Сценическая площадка «Руру» обрамлена в виньетку причудливой геодетерминированности: посвящение, пролог-экспозиция, где дана маркировка местности, настораживает внимательного читателя откровенной казуистикой, и не напрасно... «Посвящается крестьянке Нью-Хемшира...», «... когда мы возвращались в Париж из Бургундии...» и «Вспоминаю свое пребывание в 1982 году в бывшей Смоленской губернии, под Ельней»... – дано в первых трех абзацах.

Первый акт драмы заявлен в прологе фрагментом приватного письма. Он разыгрывается во Франции. Некая Ира «налопалась лягушек в Бургундии», и у нее случился жар как аллергическая реакция. Потом в Париже ей полегчало. На этом сообщении автор резко обрывает пролог буколики скупо взятым в скобки «Из письма». И следом за французским прологом – по прямой ассоциации – возникает российская деревня 1982 года. Трое пьющих без закуски на отшибе и – в кульминационной точке – русские лягушки, выловленные одним из алкашей и съеденные тремя. Но это не все. Внутри ассоциативно возникшей матрешки из двух лягушек, французской и российской, возникает третья, глубинная, затаенная – прародительница двух последующих колен лягушек «Руру»: русская лягушка, выловленная в русской реке французским солдатом армии Наполеона в 1812 году!
Так формируется еще одно триединство: три лягушки, три поколения лягушек, три случая контакта двух культур и традиций – Франции и России – на уровне лягушек.
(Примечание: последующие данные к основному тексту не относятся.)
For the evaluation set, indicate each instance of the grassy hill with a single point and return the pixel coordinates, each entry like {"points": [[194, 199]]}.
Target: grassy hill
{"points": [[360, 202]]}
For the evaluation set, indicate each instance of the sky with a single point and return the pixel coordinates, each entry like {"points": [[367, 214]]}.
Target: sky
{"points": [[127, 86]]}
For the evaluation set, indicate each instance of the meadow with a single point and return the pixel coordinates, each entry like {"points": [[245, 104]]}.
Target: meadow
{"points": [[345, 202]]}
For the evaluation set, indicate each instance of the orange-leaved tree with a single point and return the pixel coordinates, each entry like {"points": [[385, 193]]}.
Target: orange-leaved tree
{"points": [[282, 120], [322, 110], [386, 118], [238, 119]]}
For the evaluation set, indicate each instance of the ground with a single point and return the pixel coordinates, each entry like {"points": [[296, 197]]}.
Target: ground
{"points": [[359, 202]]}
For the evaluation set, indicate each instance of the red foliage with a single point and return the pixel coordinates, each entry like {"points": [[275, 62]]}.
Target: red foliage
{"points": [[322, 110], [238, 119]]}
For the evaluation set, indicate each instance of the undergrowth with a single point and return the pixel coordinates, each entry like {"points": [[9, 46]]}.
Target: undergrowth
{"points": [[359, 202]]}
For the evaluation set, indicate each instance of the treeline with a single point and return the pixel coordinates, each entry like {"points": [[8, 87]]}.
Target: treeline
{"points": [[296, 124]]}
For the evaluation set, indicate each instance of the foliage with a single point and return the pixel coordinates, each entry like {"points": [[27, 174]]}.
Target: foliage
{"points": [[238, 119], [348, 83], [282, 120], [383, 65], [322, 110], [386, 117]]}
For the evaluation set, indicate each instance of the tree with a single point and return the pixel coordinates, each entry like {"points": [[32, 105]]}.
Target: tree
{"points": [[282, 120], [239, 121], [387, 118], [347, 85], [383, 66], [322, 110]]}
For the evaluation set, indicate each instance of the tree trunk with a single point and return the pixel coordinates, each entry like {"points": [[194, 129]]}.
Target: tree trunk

Знакомое фантасмагорическое снижение патетического до комического, присущее творчеству Алешковского в целом.

Царить внутри композиции дано первой пралягушке 1812 года, т. к. именно она воспета в стихах: алкаш Федор сложит поэму о ней и только после «Оды лягушке» уснет и умрет, словно выполнив ниспосланное свыше поручение.

Такова внешняя – временная – граница «Руру»: причудливая история многообразного поедания лягушек в пространстве двух стран на протяжении двух веков, прелестная в своем изяществе и логике абсурда, когда невероятное плетение невинных случайностей выстраивается Алешковским (ли?) в стройную закономерность. Но не в сюжете дело... Гармонично выстроенная композиция – только башня, в которой развиваются события внутреннего свойства. События драматические, с трагической развязкой.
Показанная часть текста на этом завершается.